Wednesday, August 17, 2005

Another Case of Lawyers Doing the Wrong Thing

This whole Able Danger thing is such a round pound.
"I was at the point of near insubordination over the fact that this was something important, that this was something that should have been pursued," Colonel Shaffer said of his efforts to get the evidence from the intelligence program to the F.B.I. in 2000 and early 2001.

He said he learned later that lawyers associated with the Defense Department's Special Operations Command had canceled the F.B.I. meetings because they feared controversy if Able Danger was portrayed as a military operation that had violated the privacy of civilians who were legally in the United States. "It was because of the chain of command saying we're not going to pass on information - if something goes wrong, we'll get blamed," he said.

The Defense Department did not dispute the account from Colonel Shaffer, a 42-year-old native of Kansas City, Mo., who is the first military officer associated with the so-called data-mining program to come forward and acknowledge his role.

Note it was the privacy of a civilian, not a citizen.
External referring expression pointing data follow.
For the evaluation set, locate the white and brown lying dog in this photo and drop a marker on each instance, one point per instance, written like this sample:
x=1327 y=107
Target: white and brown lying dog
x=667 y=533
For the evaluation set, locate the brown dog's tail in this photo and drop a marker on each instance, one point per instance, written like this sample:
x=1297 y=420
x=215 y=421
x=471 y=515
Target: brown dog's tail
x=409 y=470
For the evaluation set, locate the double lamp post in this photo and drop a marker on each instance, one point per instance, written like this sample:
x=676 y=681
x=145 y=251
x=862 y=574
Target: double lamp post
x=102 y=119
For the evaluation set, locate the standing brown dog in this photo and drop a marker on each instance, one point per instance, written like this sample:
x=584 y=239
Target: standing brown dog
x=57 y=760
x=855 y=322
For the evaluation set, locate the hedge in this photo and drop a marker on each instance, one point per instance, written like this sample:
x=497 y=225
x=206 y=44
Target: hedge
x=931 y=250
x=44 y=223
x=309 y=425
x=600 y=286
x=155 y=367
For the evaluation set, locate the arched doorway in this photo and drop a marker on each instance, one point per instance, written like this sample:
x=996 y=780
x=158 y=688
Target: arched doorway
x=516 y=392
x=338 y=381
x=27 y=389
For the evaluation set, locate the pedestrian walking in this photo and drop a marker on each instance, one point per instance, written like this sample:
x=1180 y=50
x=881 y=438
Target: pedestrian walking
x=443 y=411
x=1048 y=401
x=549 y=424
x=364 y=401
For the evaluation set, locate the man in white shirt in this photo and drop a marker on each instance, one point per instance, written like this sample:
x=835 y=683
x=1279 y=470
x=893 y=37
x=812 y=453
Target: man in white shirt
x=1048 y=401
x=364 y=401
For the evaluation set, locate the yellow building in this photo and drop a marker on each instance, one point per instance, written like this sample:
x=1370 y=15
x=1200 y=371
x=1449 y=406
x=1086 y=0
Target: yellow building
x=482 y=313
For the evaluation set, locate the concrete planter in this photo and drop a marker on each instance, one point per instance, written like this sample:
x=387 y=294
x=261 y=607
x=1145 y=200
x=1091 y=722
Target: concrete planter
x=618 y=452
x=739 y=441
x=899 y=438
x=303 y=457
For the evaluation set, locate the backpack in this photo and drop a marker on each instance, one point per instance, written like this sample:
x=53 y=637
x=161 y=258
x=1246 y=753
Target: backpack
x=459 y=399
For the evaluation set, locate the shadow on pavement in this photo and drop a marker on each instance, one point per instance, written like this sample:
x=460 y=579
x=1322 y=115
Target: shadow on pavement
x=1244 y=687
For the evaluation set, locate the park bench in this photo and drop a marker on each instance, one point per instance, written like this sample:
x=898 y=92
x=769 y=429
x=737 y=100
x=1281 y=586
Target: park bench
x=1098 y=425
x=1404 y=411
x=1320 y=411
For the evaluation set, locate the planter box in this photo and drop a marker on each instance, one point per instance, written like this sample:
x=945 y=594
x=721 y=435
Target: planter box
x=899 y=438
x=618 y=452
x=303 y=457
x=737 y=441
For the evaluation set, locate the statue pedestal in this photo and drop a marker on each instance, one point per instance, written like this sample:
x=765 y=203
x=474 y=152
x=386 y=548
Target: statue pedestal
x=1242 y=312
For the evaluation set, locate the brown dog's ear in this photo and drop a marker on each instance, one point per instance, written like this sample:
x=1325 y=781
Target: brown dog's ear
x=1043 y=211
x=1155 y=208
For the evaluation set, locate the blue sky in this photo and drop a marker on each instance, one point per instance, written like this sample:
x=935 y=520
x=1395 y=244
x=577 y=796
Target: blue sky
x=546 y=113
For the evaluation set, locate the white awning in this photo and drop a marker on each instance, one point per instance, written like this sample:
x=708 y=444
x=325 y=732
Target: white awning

Whoever made these rules should be the ones held accountable, but instead they are given seats on big commissions investigating why things went wrong.

1 comment:

Granted said...

The one thing about this all that does crawl right up my spine is the fact that the bloody Clinton appointed lawyer that made the decisions regarding keeping the intelligence operations seperated was also one of the principals investigating what went wrong. Shock of shocks, that seperation between intelligence operations was a messy little problem that we can now eliminate, but it sure didn't prevent us from stopping the attacks, oh no.